Toyota profits surge as carmaker holds its own in China
A Toyota bZ Sport Crossover Concept car is shown at the Auto Shanghai show in April
Toyota’s bZ Sport Crossover Concept car. The Japanese group said China’s ‘competitive environment is becoming increasingly severe due to the rise of local brands’ © REUTERS

Toyota reported a 94 per cent surge in profits as the world’s largest carmaker bucked a sharp slowdown in China that has forced Volkswagen and other rivals to cut their delivery forecasts for the year.

Global auto giants, including Japanese carmakers, have faced a crisis in China as they struggle to keep pace with the rapid shift away from the internal combustion engine and the rise of local electric vehicles groups.

Toyota has also been hit hard, but the company said it was able to offset a 26 per cent profit decline in China thanks to a weaker yen and bumper sales in the US.

However, it noted China’s “competitive environment is becoming increasingly severe due to the rise of local brands”. 

Shares in Toyota briefly rose more than 3 per cent on Tuesday after it reported operating profits increased from ¥578.6bn ($4bn) a year earlier to ¥1.12tn. Analysts had expected profits of ¥925.6bn, according to S&P Capital IQ. 

The Japanese group sold 2.75mn vehicles globally, a year-on-year increase of 8.1 per cent, with sales increasing in all of its key markets. Sales of Toyota and Lexus vehicles rose 8.6 per cent in China for the quarter. 

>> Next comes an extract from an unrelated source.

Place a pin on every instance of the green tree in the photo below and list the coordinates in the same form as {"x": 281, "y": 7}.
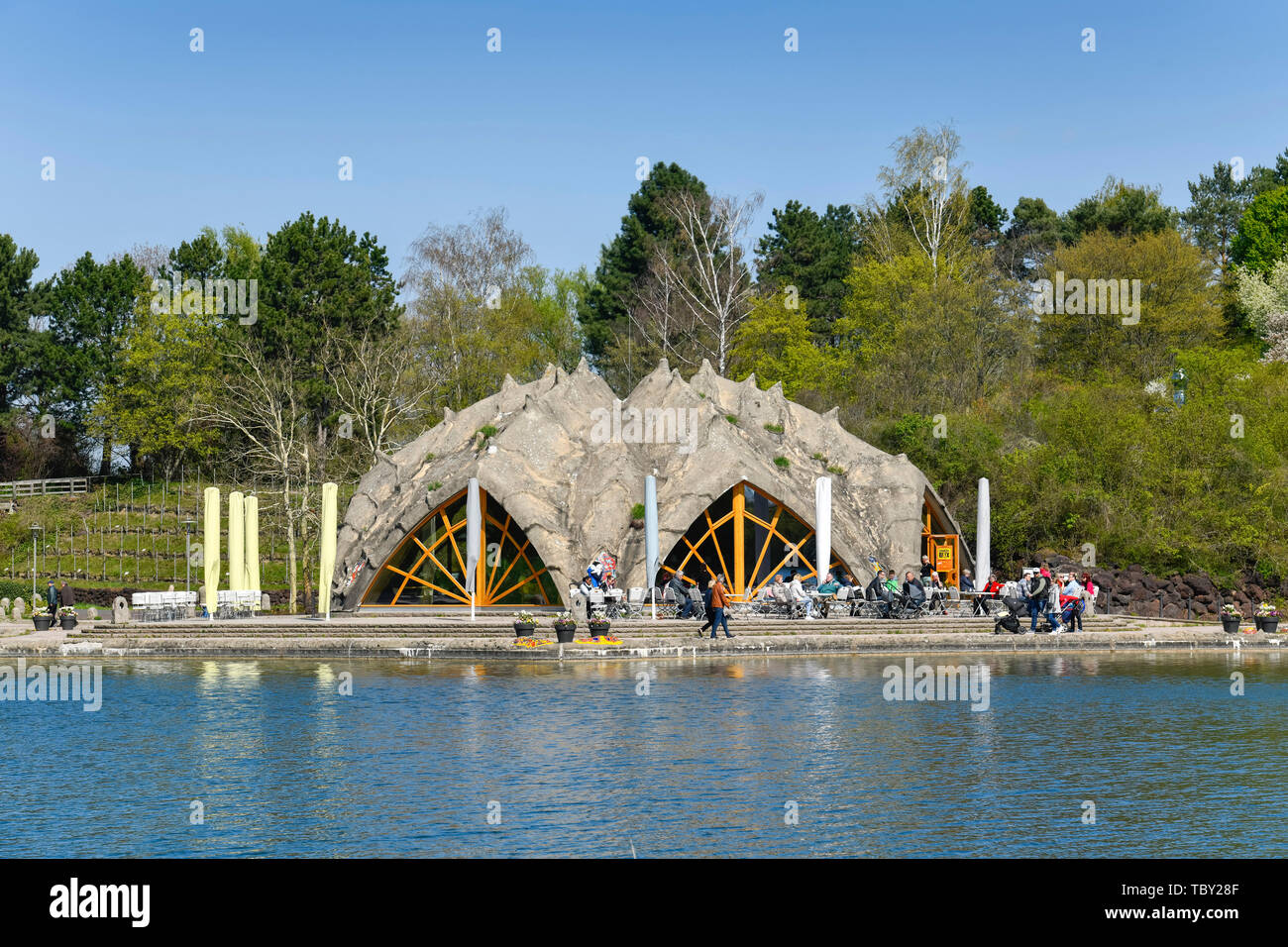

“Toyota did fairly decently in China for an overseas legacy automaker that barely sells any electric vehicles,” said CLSA analyst Christopher Richter. 

For the quarter, electric vehicles accounted for 34 per cent of its global vehicle sales, but most of them were hybrids. For pure battery-powered cars, Toyota sold 29,000 vehicles compared with 4,000 vehicles a year earlier. 

Despite its small line-up of electric vehicles, analysts said Toyota had been less affected by the price war sparked by Elon Musk’s Tesla because of its focus on higher end models, as well as its relatively strong brand. 

Richter said Toyota was likely to upgrade its annual guidance in the next quarter and potentially announce a share buyback, after the group achieved 37 per cent of its full-year operating profit target in the first quarter. 

Toyota said it was also able to offset its challenges in China with its success in raising prices in the US and Europe. It has also benefited from the weakening of the yen, with the company assuming an exchange rate of ¥125 against the dollar for the current fiscal year compared with the current level of ¥142.

Last week, Germany’s Volkswagen blamed a sales drop in China for its reduced global delivery forecast for the year, while Nissan also cut its annual vehicle sales target for the same reason.

Separately on Tuesday, BMW missed profit expectations between April and June due to higher costs, and reduced cash forecasts for the year, even as it raised its overall profit guidance.

The early partial release of its results, made under German stock market rules where companies have to publish results sooner than planned if they are outside of the expected range, sent shares down 4 per cent. 

The premium carmaker said it expected the profit margin in its auto business to be 9-10.5 per cent, slightly higher than its previous forecast of 8-10 per cent, with “solid growth” in car sales.

But the group, which also owns Mini and Rolls-Royce Motor Cars, said its auto margin in the second quarter of the year had been 9.2 per cent, which was below the 10 per cent that analysts had forecast.